Single Member Companies: By this Bill, provisions which make it possible for a single person to form a private company is being introduced for the first time in Nigeria. This provision is consistent with what is obtainable in several other progressive economies such as the United Kingdom, India and Singapore. 

Limited Liability Partnerships: From a careful review of the provisions of the Bill, a new form of legal entity known as Limited Liability Partnerships was formed. The essential feature of a Limited Liability Partnership is that it combines the organizational flexibility and tax status of a partnership with limited liability for its members. 

Financial Assistance: Companies will now be permitted to provide financial assistance to their shareholders under the new Bill. The current position is that a company and its subsidiaries are prohibited from giving gifts, loans, indemnities, credit or other assistance, for the purpose of aiding a person to purchase the company’s shares, where such financial assistance would result in a reduction in the net assets of the company or result in the company having no assets. The proposed Bill reflects a market friendly advancement from the current position. It also improves companies’ chances of attracting much needed investment, since there are now provisions in the Bill which enable shareholders/potential shareholders have access to funds which in turn enable them invest in such companies. 

Reduction in Share Capital: In order to ease the process of doing business, amendments have been proposed in the Bill to the process by which a company can reduce its share capital, by enabling private companies to reduce share capital of such companies if a special resolution to that effect is passed, without the added burden of applying to court for a confirmation of the reduction. 

Resolving Insolvency: The Bill introduces a company rescue and insolvency legal regime which is not focused on a company’s demise, but on rescuing companies from insolvency through inclusion of an insolvency framework. An effective insolvency regime in Nigeria have a dual aim: to save viable businesses, and to ensure that non-viable businesses can quickly exit the market, allowing deployment of assets to more productive firms. It will see to the following benefits: lower costs of credit; increased access and availability of credit; improved creditor recovery; strengthened job preservation through reorganization and business rescue; promotion of entrepreneurship; and other benefits for small businesses.

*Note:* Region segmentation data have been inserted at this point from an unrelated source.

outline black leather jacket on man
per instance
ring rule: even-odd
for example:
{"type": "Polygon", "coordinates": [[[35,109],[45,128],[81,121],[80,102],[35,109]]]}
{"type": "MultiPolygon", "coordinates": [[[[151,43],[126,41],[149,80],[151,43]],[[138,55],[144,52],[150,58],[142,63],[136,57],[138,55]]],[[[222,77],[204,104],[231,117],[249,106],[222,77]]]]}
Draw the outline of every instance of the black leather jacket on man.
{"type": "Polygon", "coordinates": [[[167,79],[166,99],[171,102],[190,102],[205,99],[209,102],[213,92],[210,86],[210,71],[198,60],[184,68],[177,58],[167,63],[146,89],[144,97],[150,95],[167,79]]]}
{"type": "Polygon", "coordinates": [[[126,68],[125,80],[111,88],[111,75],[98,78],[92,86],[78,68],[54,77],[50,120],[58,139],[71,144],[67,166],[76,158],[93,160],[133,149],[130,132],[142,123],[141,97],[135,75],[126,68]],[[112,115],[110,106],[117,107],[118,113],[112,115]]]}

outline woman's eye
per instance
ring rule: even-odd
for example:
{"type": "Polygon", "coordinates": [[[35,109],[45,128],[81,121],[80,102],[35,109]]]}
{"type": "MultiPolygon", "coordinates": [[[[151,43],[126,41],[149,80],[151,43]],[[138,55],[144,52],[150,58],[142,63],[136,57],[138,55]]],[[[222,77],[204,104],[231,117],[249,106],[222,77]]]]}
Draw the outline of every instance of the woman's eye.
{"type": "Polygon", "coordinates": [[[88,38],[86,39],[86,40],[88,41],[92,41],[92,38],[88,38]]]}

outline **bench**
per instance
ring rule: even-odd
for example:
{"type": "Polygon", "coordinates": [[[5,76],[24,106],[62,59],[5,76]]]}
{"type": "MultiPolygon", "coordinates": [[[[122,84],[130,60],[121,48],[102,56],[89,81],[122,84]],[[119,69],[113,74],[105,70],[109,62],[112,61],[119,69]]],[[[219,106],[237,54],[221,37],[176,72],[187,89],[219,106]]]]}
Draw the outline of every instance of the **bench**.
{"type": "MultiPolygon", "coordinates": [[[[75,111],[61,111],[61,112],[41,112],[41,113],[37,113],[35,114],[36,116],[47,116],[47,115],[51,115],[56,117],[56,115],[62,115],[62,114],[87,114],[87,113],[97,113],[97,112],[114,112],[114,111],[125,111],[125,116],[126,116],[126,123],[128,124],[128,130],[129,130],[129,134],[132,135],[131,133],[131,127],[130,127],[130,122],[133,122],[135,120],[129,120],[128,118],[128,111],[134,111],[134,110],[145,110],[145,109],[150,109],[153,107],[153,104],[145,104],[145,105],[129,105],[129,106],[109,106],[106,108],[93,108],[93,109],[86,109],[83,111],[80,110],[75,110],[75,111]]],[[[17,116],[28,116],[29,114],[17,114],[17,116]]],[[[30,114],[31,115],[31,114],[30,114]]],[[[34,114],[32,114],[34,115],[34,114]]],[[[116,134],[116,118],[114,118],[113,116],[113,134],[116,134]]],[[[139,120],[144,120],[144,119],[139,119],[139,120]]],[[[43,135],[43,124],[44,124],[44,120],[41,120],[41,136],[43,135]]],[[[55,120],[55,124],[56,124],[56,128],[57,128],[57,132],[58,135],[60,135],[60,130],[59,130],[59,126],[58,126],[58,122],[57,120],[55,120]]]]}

Company Secretary: The Bill is seeking to further ease the regulatory burden of companies by making provisions which limit the requirements to appoint a Company Secretary to public companies, thereby making it optional for small companies and companies with one shareholder. 

Annual General Meeting: Pursuant to the provisions of the Bill, small companies would no longer be mandatorily required to convene and hold Annual General Meetings. 

Minority Shareholder Rights: The Bill is geared towards enhancing minority shareholder rights. It proposes to regulate related-party transactions and shareholders access to judicial redress. It also protects the shareholders rights in corporate governance as a proxy for Nigeria’s overall corporate governance standards and ease of access to financing from capital markets. Shareholders to bring actions both in respect of a company and any of its subsidiary companies and other companies related to the parent company. 

Beneficial Ownership: The Bill has provisions which mandates the disclosure of beneficial interests in a company’s shares and prescribes punitive measures for failing to disclose such interests. In this regard, where a person holds interests on behalf of another in a nominal capacity in a company, both parties (the owner and the nominal holder) are required to disclose the beneficial interests to the company in question. 

Exemption from Audit: The Bill has provisions which exempt small companies from appointing auditors. Specifically, the Bill exempts a company from appointing auditors: (i) if it has not carried on business since its incorporation; or in a particular financial year; and (ii) where the company’s turnover is not more than N10m and its balance sheet total is not more than N5m.